Carbondale Arts presented “The Near Distance”, featuring Kirk Robinson, with an opening reception to the public at the R2 Gallery in The Launchpad in Carbondale on Friday, Oct. 12, from 6p.m. to 8p.m. A special preview for gallery patrons and Carbondale Arts members took place at 5:30pm.
In Kirk’s most recent body of work, the idea of distance extended past fundamental process and into the concept of the paintings. For these paintings he’d given the model an averted focal point for their eyes. They are not fully engaged by the camera and their mind wanders as they stare off. The result was a portrait that was intimate in its study of their likeness but also left a void for what resided in that distance. The viewer’s desire to fill that void with their own experience and emotion is the reason that portraiture is and will always be relevant.
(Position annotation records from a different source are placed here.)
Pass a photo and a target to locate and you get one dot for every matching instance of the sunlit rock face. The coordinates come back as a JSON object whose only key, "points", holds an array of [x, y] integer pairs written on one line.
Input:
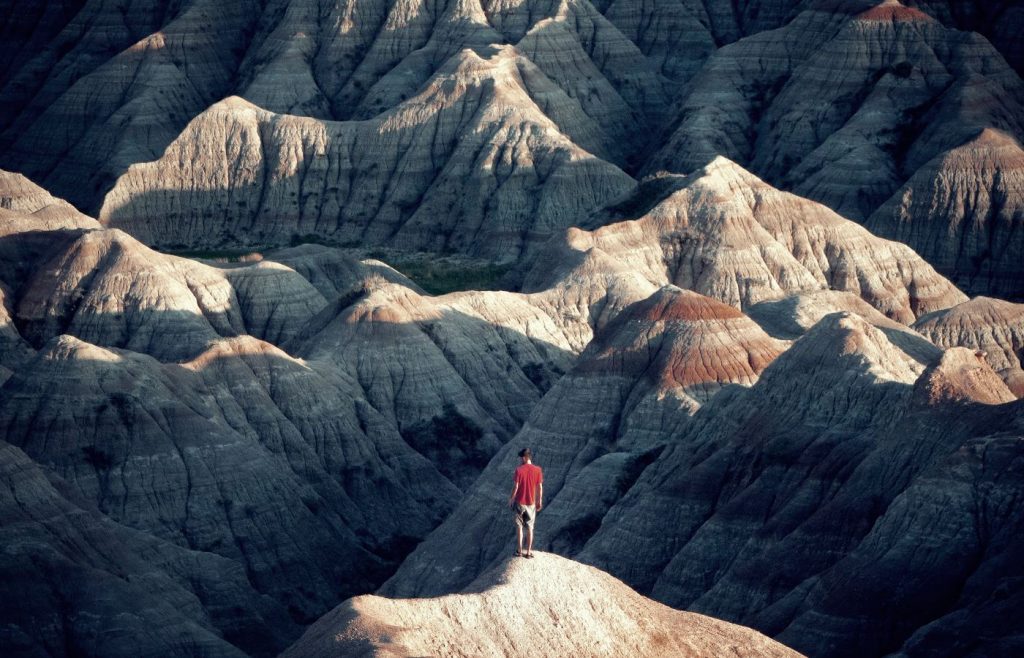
{"points": [[469, 164], [726, 233], [774, 505], [994, 327], [484, 128], [854, 108], [964, 212], [745, 403], [578, 610]]}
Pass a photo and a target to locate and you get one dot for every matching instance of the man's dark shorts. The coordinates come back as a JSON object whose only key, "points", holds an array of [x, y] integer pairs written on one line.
{"points": [[524, 515]]}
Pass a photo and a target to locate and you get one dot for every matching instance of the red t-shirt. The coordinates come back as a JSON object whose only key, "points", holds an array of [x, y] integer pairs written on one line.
{"points": [[527, 477]]}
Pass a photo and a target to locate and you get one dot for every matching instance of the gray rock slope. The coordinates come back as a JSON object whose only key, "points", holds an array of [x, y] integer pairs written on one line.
{"points": [[73, 578], [549, 606], [147, 384], [793, 508], [995, 327], [726, 233], [963, 212], [351, 127]]}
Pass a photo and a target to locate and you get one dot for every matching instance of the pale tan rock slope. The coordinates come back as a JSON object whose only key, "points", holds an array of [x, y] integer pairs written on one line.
{"points": [[726, 233], [993, 326], [468, 164], [95, 89], [548, 606], [901, 469], [964, 212]]}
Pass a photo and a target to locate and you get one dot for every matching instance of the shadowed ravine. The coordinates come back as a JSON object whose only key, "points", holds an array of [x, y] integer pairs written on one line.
{"points": [[752, 271]]}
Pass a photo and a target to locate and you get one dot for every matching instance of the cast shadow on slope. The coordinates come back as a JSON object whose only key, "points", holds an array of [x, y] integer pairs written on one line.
{"points": [[769, 505], [284, 467]]}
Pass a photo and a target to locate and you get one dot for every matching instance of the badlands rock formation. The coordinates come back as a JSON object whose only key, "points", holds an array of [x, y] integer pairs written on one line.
{"points": [[964, 212], [725, 233], [992, 326], [73, 578], [549, 606], [468, 164], [484, 127], [747, 405], [773, 505]]}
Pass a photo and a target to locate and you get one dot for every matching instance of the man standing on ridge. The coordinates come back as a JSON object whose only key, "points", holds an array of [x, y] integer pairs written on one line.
{"points": [[527, 488]]}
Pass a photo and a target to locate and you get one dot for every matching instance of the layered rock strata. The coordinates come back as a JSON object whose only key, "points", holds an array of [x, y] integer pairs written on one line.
{"points": [[546, 607], [726, 233], [760, 479], [992, 326]]}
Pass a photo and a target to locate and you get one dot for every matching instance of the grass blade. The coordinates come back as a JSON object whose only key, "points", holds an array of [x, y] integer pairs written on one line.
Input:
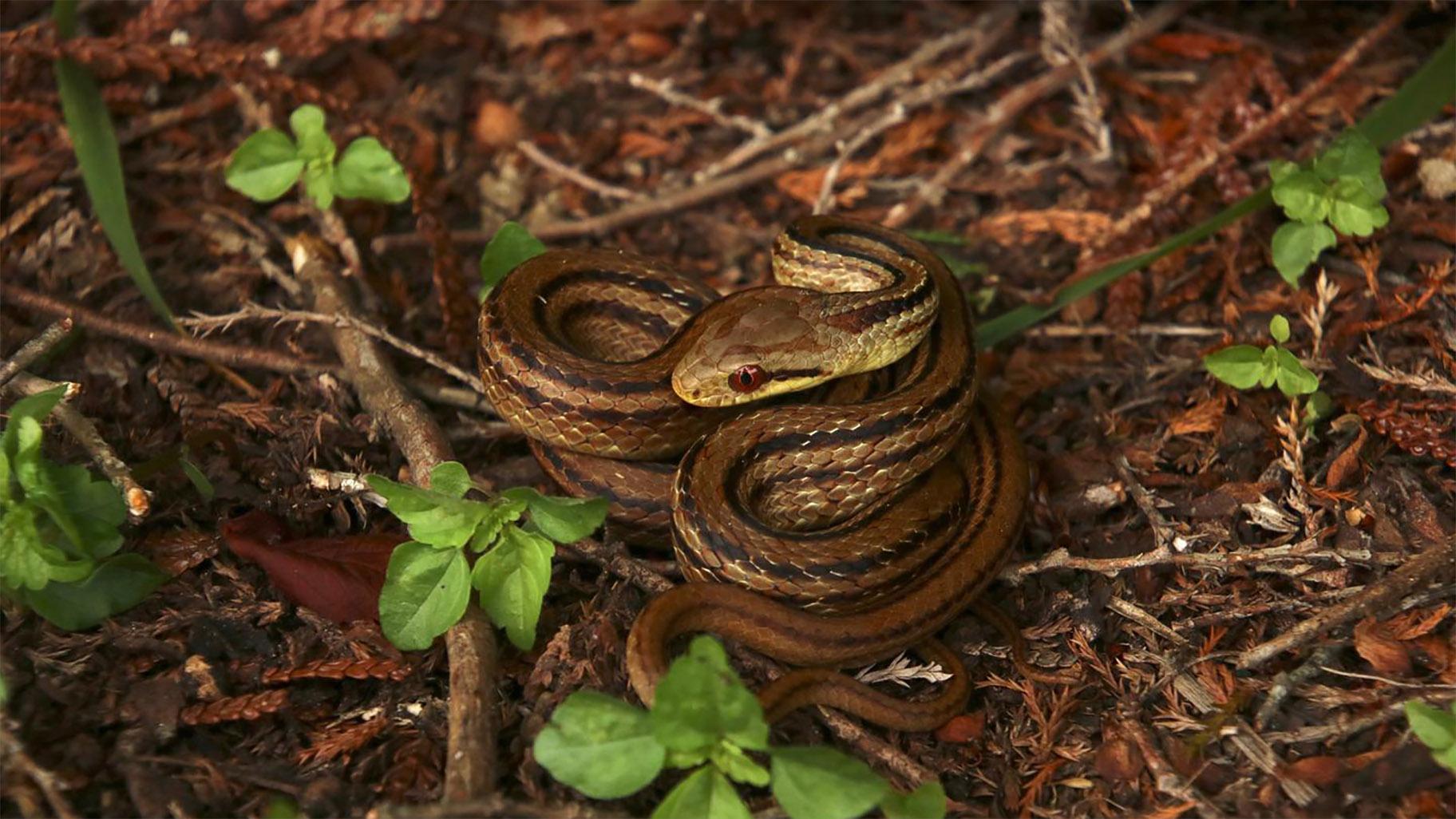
{"points": [[99, 158], [1420, 98]]}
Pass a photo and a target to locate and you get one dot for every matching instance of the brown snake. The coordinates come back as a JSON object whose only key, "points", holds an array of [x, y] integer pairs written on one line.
{"points": [[823, 534]]}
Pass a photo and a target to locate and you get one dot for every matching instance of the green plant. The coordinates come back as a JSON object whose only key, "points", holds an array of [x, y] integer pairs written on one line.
{"points": [[429, 580], [1242, 366], [1341, 187], [1436, 729], [99, 159], [268, 164], [512, 245], [705, 718], [60, 531]]}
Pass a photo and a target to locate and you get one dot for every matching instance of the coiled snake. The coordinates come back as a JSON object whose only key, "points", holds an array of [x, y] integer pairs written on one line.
{"points": [[825, 534]]}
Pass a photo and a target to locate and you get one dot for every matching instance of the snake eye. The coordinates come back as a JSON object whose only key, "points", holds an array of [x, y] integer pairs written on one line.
{"points": [[747, 378]]}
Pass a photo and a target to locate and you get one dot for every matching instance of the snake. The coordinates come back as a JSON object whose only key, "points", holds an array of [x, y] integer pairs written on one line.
{"points": [[816, 451]]}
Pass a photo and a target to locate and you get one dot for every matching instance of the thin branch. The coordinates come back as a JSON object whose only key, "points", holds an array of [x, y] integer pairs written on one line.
{"points": [[34, 349], [164, 340], [82, 429]]}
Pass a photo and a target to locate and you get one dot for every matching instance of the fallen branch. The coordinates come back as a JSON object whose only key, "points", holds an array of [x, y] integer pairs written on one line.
{"points": [[164, 340], [82, 429], [1433, 566], [471, 643]]}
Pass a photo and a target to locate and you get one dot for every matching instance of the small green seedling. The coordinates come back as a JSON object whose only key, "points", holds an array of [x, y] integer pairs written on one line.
{"points": [[60, 531], [268, 164], [1436, 729], [1242, 366], [1343, 188], [429, 580], [705, 718], [512, 245]]}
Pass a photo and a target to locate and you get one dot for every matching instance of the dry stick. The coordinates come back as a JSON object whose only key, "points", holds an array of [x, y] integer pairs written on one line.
{"points": [[1007, 109], [1199, 167], [252, 311], [34, 349], [164, 340], [86, 434], [996, 26], [1431, 568], [554, 165], [471, 643]]}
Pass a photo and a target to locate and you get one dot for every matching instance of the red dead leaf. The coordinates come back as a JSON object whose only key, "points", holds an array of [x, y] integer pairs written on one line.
{"points": [[1323, 771], [967, 727], [338, 577], [1381, 651]]}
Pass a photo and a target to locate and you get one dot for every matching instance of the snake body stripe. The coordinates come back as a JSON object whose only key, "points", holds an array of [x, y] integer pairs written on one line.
{"points": [[825, 534]]}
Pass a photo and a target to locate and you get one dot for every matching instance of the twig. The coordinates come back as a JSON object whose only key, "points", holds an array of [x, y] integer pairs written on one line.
{"points": [[254, 311], [162, 340], [471, 643], [1194, 169], [572, 175], [82, 429], [1007, 109], [1433, 566], [864, 95], [710, 107], [34, 349]]}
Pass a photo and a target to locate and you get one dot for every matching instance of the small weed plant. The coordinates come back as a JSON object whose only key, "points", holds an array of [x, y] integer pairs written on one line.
{"points": [[1436, 727], [270, 162], [60, 529], [1341, 192], [705, 718], [429, 577]]}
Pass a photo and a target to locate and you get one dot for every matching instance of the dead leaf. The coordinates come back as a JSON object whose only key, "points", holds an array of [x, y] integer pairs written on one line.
{"points": [[1383, 653]]}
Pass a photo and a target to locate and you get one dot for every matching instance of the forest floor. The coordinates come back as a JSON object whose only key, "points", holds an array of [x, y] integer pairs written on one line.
{"points": [[1244, 592]]}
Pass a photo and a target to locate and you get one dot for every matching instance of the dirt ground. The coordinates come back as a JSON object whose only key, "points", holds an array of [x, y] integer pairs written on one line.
{"points": [[1244, 599]]}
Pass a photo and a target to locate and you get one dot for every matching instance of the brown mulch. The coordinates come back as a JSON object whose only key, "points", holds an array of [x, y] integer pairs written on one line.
{"points": [[1177, 526]]}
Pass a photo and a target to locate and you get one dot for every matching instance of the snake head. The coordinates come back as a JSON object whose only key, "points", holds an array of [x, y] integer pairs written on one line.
{"points": [[752, 346]]}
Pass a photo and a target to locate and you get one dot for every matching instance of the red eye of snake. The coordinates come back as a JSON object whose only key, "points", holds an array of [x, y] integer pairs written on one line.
{"points": [[747, 378]]}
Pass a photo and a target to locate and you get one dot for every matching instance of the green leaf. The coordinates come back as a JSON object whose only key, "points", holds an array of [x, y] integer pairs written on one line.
{"points": [[1279, 328], [562, 519], [507, 250], [264, 167], [99, 158], [1282, 169], [425, 592], [1353, 158], [318, 184], [367, 171], [433, 516], [1292, 376], [1420, 98], [1304, 196], [512, 579], [1353, 210], [703, 794], [117, 584], [1433, 726], [1238, 366], [315, 144], [600, 746], [737, 766], [702, 702], [503, 510], [1296, 245], [925, 802], [823, 783]]}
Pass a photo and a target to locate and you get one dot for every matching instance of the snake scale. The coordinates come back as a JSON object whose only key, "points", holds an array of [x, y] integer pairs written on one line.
{"points": [[816, 451]]}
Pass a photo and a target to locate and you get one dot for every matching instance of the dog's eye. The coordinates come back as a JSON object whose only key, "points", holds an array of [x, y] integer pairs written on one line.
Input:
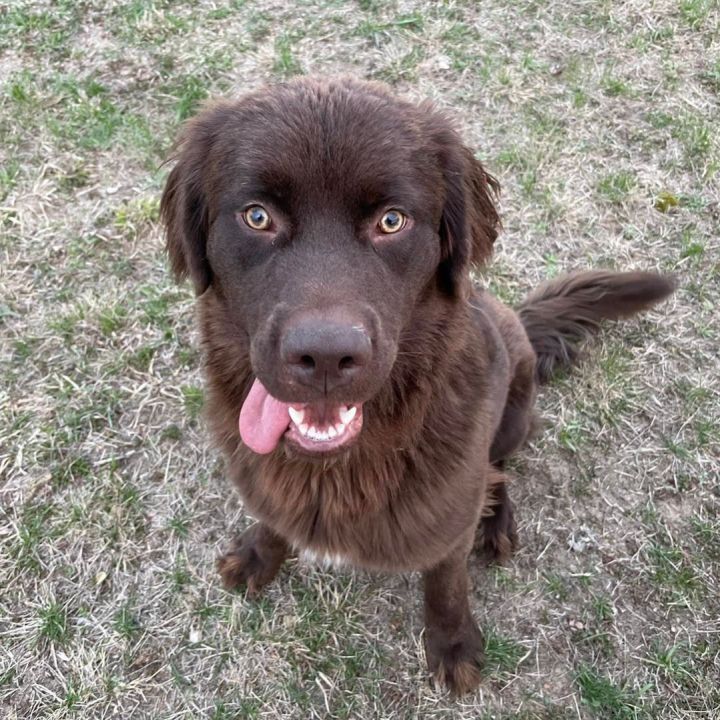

“The Near Distance” was a contradiction that described not only the mood of the paintings but also Kirk’s relationship to the process as the artist. It was important because this show represented a return to his studio. He had painted since 2001 but, like so many artists, came and went from the studio due to the constraints of work and family. Since returning to the valley from the front range of Colorado in 2011, Kirk had shelved much of his studio time and entered a more sporadic period of inactivity than any time previously. But art never leaves an artist, and even if its immediate pursuit must be held at a distance, its grasp on our thoughts is forever near.
“The Near Distance” opened the same evening as “Where The Light Gets In”, a new gallery installation by Vallee Noone. Both shows ran through November 6.